PB assignation

Note

This page is initialy a jupyter notebook. You can see a notebook HTML render of it or download the notebook itself.

We hereby demonstrate how to use the API to assign PB sequences.

from __future__ import print_function, division
from pprint import pprint
import os
import pbxplore as pbx
---------------------------------------------------------------------------

ImportError                               Traceback (most recent call last)

<ipython-input-2-853cbdb98b68> in <module>()
----> 1 import pbxplore as pbx


ImportError: No module named pbxplore

Use the built-in structure parser

Assign PB for a single structure

The pbxplore.chains_from_files() function is the prefered way to read PDB and PDBx/mmCIF files using PBxplore. This function takes a list of file path as argument, and yield each chain it can read from these files. It provides a single interface to read PDB and PDBx/mmCIF files, to read single model and multimodel files, and to read a single file of a collection of files.

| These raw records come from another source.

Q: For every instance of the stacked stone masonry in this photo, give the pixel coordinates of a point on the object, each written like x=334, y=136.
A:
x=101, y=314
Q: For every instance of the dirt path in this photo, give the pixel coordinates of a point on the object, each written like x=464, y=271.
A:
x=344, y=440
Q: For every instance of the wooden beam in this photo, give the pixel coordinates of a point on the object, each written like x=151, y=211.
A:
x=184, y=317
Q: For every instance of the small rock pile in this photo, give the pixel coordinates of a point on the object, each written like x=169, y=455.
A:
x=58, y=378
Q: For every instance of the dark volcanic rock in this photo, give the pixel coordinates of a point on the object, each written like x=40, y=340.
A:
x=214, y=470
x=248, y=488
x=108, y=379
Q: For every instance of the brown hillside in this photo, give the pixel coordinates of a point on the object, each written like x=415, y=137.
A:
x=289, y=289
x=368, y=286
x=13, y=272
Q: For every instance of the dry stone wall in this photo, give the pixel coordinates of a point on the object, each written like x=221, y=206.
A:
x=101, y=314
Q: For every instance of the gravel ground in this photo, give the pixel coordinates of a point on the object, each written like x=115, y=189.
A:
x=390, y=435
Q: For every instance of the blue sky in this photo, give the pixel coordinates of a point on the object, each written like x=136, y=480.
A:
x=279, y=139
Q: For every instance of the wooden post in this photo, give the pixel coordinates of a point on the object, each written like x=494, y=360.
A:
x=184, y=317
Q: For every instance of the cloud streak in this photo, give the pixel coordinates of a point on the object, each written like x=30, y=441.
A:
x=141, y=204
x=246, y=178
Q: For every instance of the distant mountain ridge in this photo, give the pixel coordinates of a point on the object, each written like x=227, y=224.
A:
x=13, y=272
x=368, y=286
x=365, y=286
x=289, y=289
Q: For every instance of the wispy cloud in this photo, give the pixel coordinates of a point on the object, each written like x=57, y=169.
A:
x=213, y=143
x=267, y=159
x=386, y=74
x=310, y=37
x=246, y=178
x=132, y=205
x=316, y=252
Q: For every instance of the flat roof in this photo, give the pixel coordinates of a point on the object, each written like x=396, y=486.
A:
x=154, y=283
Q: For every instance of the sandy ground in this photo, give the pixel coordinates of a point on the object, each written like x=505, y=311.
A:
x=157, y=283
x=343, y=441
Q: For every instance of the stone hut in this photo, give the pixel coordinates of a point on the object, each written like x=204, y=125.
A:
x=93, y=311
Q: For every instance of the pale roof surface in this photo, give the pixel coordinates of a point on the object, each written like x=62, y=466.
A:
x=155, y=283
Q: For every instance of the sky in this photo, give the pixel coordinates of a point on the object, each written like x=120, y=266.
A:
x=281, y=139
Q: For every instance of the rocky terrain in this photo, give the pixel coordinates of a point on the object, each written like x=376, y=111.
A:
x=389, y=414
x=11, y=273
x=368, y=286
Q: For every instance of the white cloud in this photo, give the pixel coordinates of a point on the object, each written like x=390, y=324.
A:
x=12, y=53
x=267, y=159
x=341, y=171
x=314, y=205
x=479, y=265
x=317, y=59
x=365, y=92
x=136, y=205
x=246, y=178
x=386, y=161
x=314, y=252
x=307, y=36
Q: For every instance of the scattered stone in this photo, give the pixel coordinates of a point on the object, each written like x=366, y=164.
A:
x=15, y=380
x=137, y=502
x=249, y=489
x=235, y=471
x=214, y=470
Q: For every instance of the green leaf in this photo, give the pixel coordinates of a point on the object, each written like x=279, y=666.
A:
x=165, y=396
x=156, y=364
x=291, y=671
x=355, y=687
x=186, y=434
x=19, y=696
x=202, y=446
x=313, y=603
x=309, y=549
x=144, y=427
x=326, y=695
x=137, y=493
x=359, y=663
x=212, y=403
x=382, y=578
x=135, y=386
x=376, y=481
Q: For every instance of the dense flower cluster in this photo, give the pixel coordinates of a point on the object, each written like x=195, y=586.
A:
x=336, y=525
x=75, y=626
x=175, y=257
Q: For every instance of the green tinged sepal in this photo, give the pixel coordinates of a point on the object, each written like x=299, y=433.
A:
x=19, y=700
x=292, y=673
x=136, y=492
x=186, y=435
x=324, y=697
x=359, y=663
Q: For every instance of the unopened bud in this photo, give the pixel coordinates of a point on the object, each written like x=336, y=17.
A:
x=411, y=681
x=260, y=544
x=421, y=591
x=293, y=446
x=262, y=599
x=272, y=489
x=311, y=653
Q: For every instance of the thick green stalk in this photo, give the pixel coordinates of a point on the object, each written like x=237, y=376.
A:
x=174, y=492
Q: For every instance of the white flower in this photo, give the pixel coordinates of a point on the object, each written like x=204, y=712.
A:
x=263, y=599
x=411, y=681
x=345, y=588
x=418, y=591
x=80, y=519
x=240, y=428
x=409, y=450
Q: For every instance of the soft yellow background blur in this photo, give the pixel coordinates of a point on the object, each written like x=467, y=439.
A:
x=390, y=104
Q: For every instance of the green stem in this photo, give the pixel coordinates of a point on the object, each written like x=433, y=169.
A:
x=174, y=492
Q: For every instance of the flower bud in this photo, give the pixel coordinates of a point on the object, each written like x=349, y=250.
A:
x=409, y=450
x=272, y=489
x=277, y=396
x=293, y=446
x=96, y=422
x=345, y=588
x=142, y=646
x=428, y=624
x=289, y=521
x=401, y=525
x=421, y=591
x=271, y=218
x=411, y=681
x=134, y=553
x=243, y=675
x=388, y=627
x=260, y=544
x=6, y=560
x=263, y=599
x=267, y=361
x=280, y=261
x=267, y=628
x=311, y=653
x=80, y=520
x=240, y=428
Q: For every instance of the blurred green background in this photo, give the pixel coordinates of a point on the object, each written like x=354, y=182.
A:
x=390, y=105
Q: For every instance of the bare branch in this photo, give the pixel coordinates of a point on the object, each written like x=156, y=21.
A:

Here we want to read a single file with a single model and a single chain. Therefore, we need the first and only record that is yield by pbxplore.chains_from_files(). This record contains a name for the chain, and the chain itself as a pbxplore.structure.structure.Chain object. Note that, even if we want to read a single file, we need to provide it as a list to pbxplore.chains_from_files().

pdb_path = os.path.join(pbx.DEMO_DATA_PATH, '1BTA.pdb')
structure_reader = pbx.chains_from_files([pdb_path])
chain_name, chain = next(structure_reader)
print(chain_name)
print(chain)
---------------------------------------------------------------------------

NameError                                 Traceback (most recent call last)

<ipython-input-3-8a9163a9b9bb> in <module>()
----> 1 pdb_path = os.path.join(pbx.DEMO_DATA_PATH, '1BTA.pdb')
      2 structure_reader = pbx.chains_from_files([pdb_path])
      3 chain_name, chain = next(structure_reader)
      4 print(chain_name)
      5 print(chain)


NameError: name 'pbx' is not defined

Protein Blocks are assigned based on the dihedral angles of the backbone. So we need to calculate them. The pbxplore.structure.structure.Chain.get_phi_psi_angles() methods calculate these angles and return them in a form that can be directly provided to the assignement function.

The dihedral angles are returned as a dictionnary. Each key of this dictionary is a residue number, and each value is a dictionary with the phi and psi angles.

dihedrals = chain.get_phi_psi_angles()
pprint(dihedrals)
---------------------------------------------------------------------------

NameError                                 Traceback (most recent call last)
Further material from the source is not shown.